Monitoring your Dataflow pipelines: an overview

Published in

Google Cloud - Community

10 min readFeb 23, 2021

Apache Beam is a programming model that lets you implement batch and streaming data processing jobs that can run on multiple execution engines, including Dataflow, the execution engine created by Google and available on the Google Cloud Platform.

You have decided to use Dataflow to run your Beam pipelines, great choice! You need to know if your pipeline operates properly, especially if you chose a streaming pipeline. As these jobs run continuously, they should be continuously monitored.

If you feel a bit lost in choosing your monitoring strategy because Dataflow can leverage multiple types of metrics and logs, don’t worry! This article gives an overview of the different metrics and logs you can use on Google Cloud Platform to monitor your Dataflow jobs. The goal of this post is not to get into the detail of each metric but to give you a sense of the landscape of the metrics & logs that are available to you.

For this post, I will monitor a streaming Dataflow job that reads from a Pub/Sub subscription and writes to a BigQuery table with streaming inserts. You can easily run the same job without writing any code by using the Streaming Data Generator template and the Pub/Sub subscription to BigQuery template.

Choose your Cloud Monitoring metrics

Cloud Monitoring is the native solution on GCP for all your metrics and alerts. It is integrated with most products in GCP, and Dataflow is of course no exception.

In the context of Dataflow, Cloud Monitoring offers multiple types of metrics:

Standard metrics
VM (GCE) metrics
Monitoring agent metrics
Custom metrics
Additional metrics

Standard metrics

The standard metrics will give you a lot of information about your job. They start with “dataflow.googleapis.com/job/”.

Some frequent monitoring questions that can be answered by standard metrics include:

Has my job failed? dataflow.googleapis.com/job/is_failed
How long is my job taking to process messages?dataflow.googleapis.com/job/system_lag
Is there a sudden spike in processing? dataflow.googleapis.com/job/current_num_vcpus to know if your job scaled a lot, dataflow.googleapis.com/job/element_count, dataflow.googleapis.com/job/elements_produced_count(throughput), etc.
Is the data processed fresh? dataflow.googleapis.com/job/per_stage_data_watermark_age or dataflow.googleapis.com/job/data_watermark_age (a.k.a data freshness)

Some metrics are a function of time and are useful for estimating real-time costs, such as:

dataflow.googleapis.com/job/total_memory_usage_time
dataflow.googleapis.com/job/total_vcpu_time

Additional metrics are available if your job reads from Pub/Sub, such as dataflow.googleapis.com/job/pubsub/read_latencies

You can have a look at the full list of standard metrics.

Here are a few of these metrics set up in a dashboard in Cloud Monitoring for my Pub/Sub to BigQuery job.

Cloud Monitoring dashboard with some some interesting standard metrics.

This dashboard is only made of a few standard metrics and you can already see things like:

The job has not failed (even though this metric will remain at 0 for streaming jobs anyway, since they keep retrying)
Performance: the system lag oscillates around 20 seconds, with data freshness being about the same.

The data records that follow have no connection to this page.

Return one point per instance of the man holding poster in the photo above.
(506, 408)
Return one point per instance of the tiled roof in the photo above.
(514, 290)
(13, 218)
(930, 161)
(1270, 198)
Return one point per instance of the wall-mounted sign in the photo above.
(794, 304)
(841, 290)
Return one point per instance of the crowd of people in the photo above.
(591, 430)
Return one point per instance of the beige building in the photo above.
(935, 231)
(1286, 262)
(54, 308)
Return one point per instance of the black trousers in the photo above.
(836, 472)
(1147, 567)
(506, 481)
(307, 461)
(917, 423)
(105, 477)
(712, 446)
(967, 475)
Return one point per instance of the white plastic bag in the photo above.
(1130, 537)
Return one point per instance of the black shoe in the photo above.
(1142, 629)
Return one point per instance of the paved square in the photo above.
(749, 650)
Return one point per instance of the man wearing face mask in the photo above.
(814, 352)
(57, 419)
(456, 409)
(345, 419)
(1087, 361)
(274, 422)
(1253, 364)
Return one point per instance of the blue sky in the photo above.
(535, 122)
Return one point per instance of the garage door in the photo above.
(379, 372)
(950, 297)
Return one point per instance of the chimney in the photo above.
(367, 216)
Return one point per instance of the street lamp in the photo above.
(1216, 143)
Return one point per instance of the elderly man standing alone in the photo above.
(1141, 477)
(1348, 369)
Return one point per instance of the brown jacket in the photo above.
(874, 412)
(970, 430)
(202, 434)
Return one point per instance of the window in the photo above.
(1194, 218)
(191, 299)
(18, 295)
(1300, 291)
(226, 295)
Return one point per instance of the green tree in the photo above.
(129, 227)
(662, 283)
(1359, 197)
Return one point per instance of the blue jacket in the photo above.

The job did not need to autoscale (only 1 vCPU).
Pub/Sub behaviour: by choosing to filter the elements_produced metric on the PCollection “PubsubIO.Read/PubsubUnboundedSource.out0", we can see the throughput of reading from Pub/Sub. It is about 100 messages/sec, i.e the same as the rate being published at.

GCE Metrics

Dataflow creates its worker machines as Google Compute Engine virtual machines. Hence, you can use all the GCE metrics to know more about the state of your worker machines. They start with “compute.googleapis.com/”.

Dataflow will automatically create two labels on the VMs it creates: dataflow_job_id and dataflow_job_name. As a consequence, you can easily filter GCE metrics by job ID or job name just like you do with standard metrics.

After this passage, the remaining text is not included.